Foto: FOTOs Daniel Biscan | Politiker fast aller Parteien haben nicht nur einmal die Redaktion der Main-Post besucht. Es gibt keine Bevorzugung im Sinne von Parteipräferenzen der Redakteure.
Anton Sahlender
Anton Sahlender
 |  aktualisiert: 27.04.2023 07:54 Uhr

Es war ein CSU-naher Leser, einer der sich häufiger bei mir meldet, der mich auf ein auch aus meiner Sicht ebenso lesenswertes wie diskussionswürdiges Interview mit Mathias Döpfner, dem Vorsitzenden des Bundesverbandes der deutschen Zeitungsverleger (BDZV) aufmerksam gemacht hat. Der hat das kürzlich der Neuen Züricher Zeitung (NZZ) zum Thema „Political Correctness“ gegeben.

 

Parteipräferenzen

Hingewiesen hat der Leser mich speziell auf eine Antwort, bei der Döpfner aus einem Vortrag des Kommunkationsforschers Professor Hans Mathias Kepplinger zitiert. Er hat sie als Beispiel für Parteipräferenzen von Journalisten genannt. Danach liegen die zu 36 Prozent bei den Grünen, zu 25 Prozent bei der SPD und nur zu 11 Prozent bei CDU/CSU.

 

Eine Verzerrung?

Döpfner hat seiner Antwort hinzugefügt: Deutsche Journalisten fühlten sich weit überwiegend linken Parteien nah, während die Verteilung unter Bürgern – also Lesern – anders aussehe. Weiter wörtlich: "Wenn Medien politische Positionen der Bevölkerung so verzerrt repräsentieren, führt das auf Dauer zu einer Entkopplung." Ob dieses „Wenn“ und die "Verzerrung" aktuell zutreffen, mag jede/r Leser/in selbst beurteilen. Denn professionelle Journalisten sollten ihre Arbeit unabhängig von eigenen Präferenzen leisten.

 

Überraschung in "Die Welt"

Döpfner selbst erinnert sich, dass er 1998 als Chefredakteur von „Die Welt“ nach einer geheimen Wahl überraschend feststellen musste, dass es unter Mitarbeitern der „vermeintlich-konservativen“ Zeitung eine linke Mehrheit gegeben habe.
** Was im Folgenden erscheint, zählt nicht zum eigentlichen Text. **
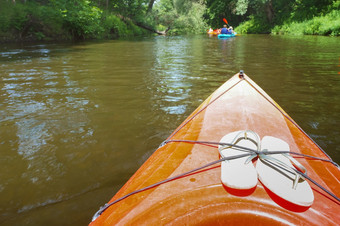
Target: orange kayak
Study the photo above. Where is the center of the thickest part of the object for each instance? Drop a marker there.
(180, 184)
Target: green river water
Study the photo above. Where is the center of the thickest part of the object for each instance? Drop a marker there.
(77, 120)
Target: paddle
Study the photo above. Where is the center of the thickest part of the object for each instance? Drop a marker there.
(225, 21)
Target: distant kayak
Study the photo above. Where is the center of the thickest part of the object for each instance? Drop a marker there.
(223, 36)
(214, 32)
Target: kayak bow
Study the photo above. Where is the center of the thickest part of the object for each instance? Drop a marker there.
(181, 182)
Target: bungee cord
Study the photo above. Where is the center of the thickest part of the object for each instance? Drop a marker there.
(249, 151)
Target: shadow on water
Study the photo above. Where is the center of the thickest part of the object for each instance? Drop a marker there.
(77, 120)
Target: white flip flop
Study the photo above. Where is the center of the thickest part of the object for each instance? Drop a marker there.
(239, 173)
(276, 172)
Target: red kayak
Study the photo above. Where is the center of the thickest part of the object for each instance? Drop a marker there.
(239, 158)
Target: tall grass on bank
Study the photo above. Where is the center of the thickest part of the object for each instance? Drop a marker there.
(328, 24)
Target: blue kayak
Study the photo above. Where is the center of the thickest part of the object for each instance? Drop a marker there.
(223, 36)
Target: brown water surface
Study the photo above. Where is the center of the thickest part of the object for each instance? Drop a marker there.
(77, 120)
Rot-Grün habe beim Mitarbeiter-Votum absolut vorne gelegen, besser als bei der Bevölkerung habe die FDP abgeschnitten und dramatisch schlechter die CDU.

 

Keine Schablone

Bevor nun die Zahlen dafür hergenommen werden, um mit „Aha, ich hab’s doch immer gewusst“ gleich über die Redaktion dieser Zeitung herzufallen, soll festgehalten sein, dass die von Döpfner zitierten Zahlen mehr als 10 Jahre alt sind. Seither ist gerade bei wesentlichen politischen Parteien das Links oder Rechts nicht mehr so leicht auszumachen. Ganz abgesehen davon, dass man die Untersuchung, deren Entstehung und Relevanz schon damals auch kritisch gesehen wurde, nun schwerlich wie eine Schablone über alle Redaktionen legen kann. Was im übrigen der eingangs genannte Leser nicht getan hat.

 

36,1 Prozent sind keiner Partei nahe

Zugegeben: Auch „Statista 2019“ stellt in einer im Webmagazin „Christliches Forum“ zitierten Umfrage nur unter Politikjournalisten fest, das 36,1 Prozent von ihnen keiner Partei nahe stehen, 29,9 den Grünen, 15,5 der SPD und 9 der CSU und 7,4 der SPD.

 

Ein Maßstab

Die Frage bleibt: Wie relevant sind die Ergebnisse solcher Umfragen für journalistische Arbeit und deren Bewertung? Denn auch Journalisten gehen wählen, sind ebenfalls geschützt durch das Wahlgeheimnis. Geeignete Personen, die ohne persönliche Präferenzen und politisch nicht von dieser Welt sind, werden sich auch für diesen Beruf nicht finden.

Döpfner, betont im Hinblick auf den Islamismus, „Wer bei uns lebt, muss sich an unsere Gesetze und Grundwerte halten.“ Ich nehme das auf, weil das natürlich gerade für den Journalismus gilt. Das heißt, dass die Arbeit von Journalisten an den Grundwerten einer Demokratie, so wie sie in der Verfassung stehen, zu messen ist, nicht etwa an persönlichen Präferenzen oder ihrem Wahlverhalten.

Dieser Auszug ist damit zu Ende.